Carleton Watkins was born in Oneonta, New York on November 11, 1829, the eldest of eight children. Lured by the opportunities of the California gold rush, he traveled to California with fellow Oneontan Collis Huntington (later to become one of the “Big Four” owners of the Central Pacific Railroad). Watkins was employed by Huntington in Sacramento deliverying supplies to the mining operations. After the great Sacramento city fire of November 2-3, 1852 he set out on his own to be a professional photographer.
Between 1852 and 1854 Watkins worked as the “outdoor man” or camera operator for several established photographers including Robert Vance who had a gallery at the corner of Sacramento and Montgomery Streets, near George Murray’s Bookstore where Watkins worked as a clerk.1 Watkins said to biographer Charles Turrell around 1900 “My first paper photograph was a view over Portsmounth Square”. Watkins’s work as a photographer between 1854 and 1858 is still under study.

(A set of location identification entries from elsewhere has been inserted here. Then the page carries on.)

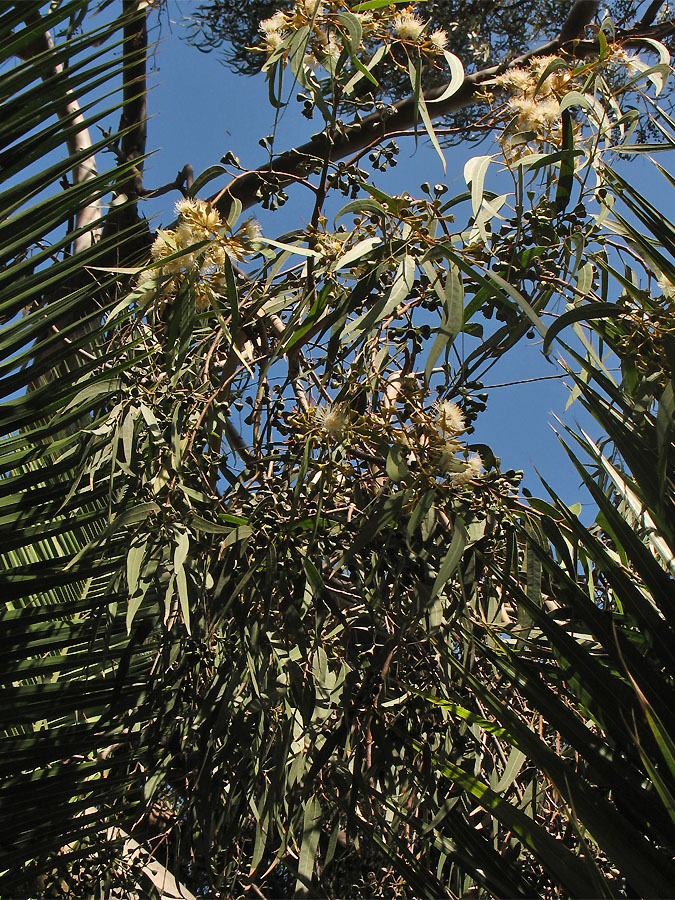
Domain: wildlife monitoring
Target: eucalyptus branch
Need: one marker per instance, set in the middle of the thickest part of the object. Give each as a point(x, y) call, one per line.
point(297, 163)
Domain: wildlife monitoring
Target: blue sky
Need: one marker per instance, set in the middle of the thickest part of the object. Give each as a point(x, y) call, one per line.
point(200, 110)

By 1858 Watkins was working on his own, taking on a number of photographic commissions for publishers and individuals, such as James M. Hutching who used the photographs as a source for engravings in his “Illustrated California Magazine”. He produced photographs for evidence in courts of law and also documented the mining estate of John Fremont and his wife Jessie Benton Fremont in Mariposa County and their estate at Black Point.

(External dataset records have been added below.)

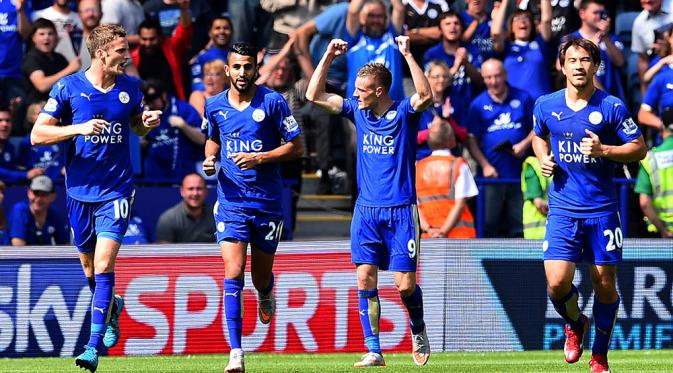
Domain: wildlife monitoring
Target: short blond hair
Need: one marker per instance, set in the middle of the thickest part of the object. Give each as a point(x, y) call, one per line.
point(102, 36)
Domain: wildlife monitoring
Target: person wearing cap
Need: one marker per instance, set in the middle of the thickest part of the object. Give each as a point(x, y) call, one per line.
point(36, 222)
point(174, 148)
point(655, 183)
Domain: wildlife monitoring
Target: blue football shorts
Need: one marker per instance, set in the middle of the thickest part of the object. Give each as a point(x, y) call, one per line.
point(597, 240)
point(261, 229)
point(90, 220)
point(388, 237)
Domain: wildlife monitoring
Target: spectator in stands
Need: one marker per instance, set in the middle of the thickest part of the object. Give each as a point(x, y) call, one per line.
point(68, 27)
point(565, 18)
point(462, 74)
point(42, 66)
point(176, 145)
point(217, 49)
point(444, 183)
point(36, 222)
point(125, 13)
point(596, 27)
point(9, 173)
point(214, 82)
point(160, 57)
point(12, 33)
point(438, 75)
point(90, 15)
point(655, 185)
point(642, 36)
point(500, 125)
point(191, 220)
point(526, 50)
point(477, 31)
point(534, 187)
point(370, 38)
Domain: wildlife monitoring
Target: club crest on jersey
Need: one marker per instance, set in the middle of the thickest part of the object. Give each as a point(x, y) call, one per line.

In July of 1861 Watkins traveled to Yosemite equipped with a mammoth-plate camera, which used 18 by 22 inch glass plate negatives, and a stereoscopic camera. He returned with 30 mammoth plate and dozens of stereoscopic negatives (see stereographs numbered 1 through 100). These photographs and later Yosemite images, established him as a master of landscape photography. The prints helped influence the U.S. Congress to pass legislation protecting Yosemite Valley. Watkins may have traveled to Yosemite in 1858-59 and the first 100 stereographs could include a combination of the two trips. By 1863 Watkins was selling stereoviews of Yosemite, the New Almaden mining region, the Mendocino coast as well as views of San Francisco.
Watkins issued his early stereoviews on glass mounts and on card mounts with handwritten titles. These have come to be known as manuscript or hand-signed Watkins views. Examples of Watkins glass views can be seen here. Watkins numbered his stereoviews starting first with the Yosemite series (Mendocino views were initially numbered as a separate series and were later renumbered as part of thegeneral numbering scheme). After about 1863, stereoviews were mounted on yellow cards with printed labels. These were later replaced with orange card stock and printed labels.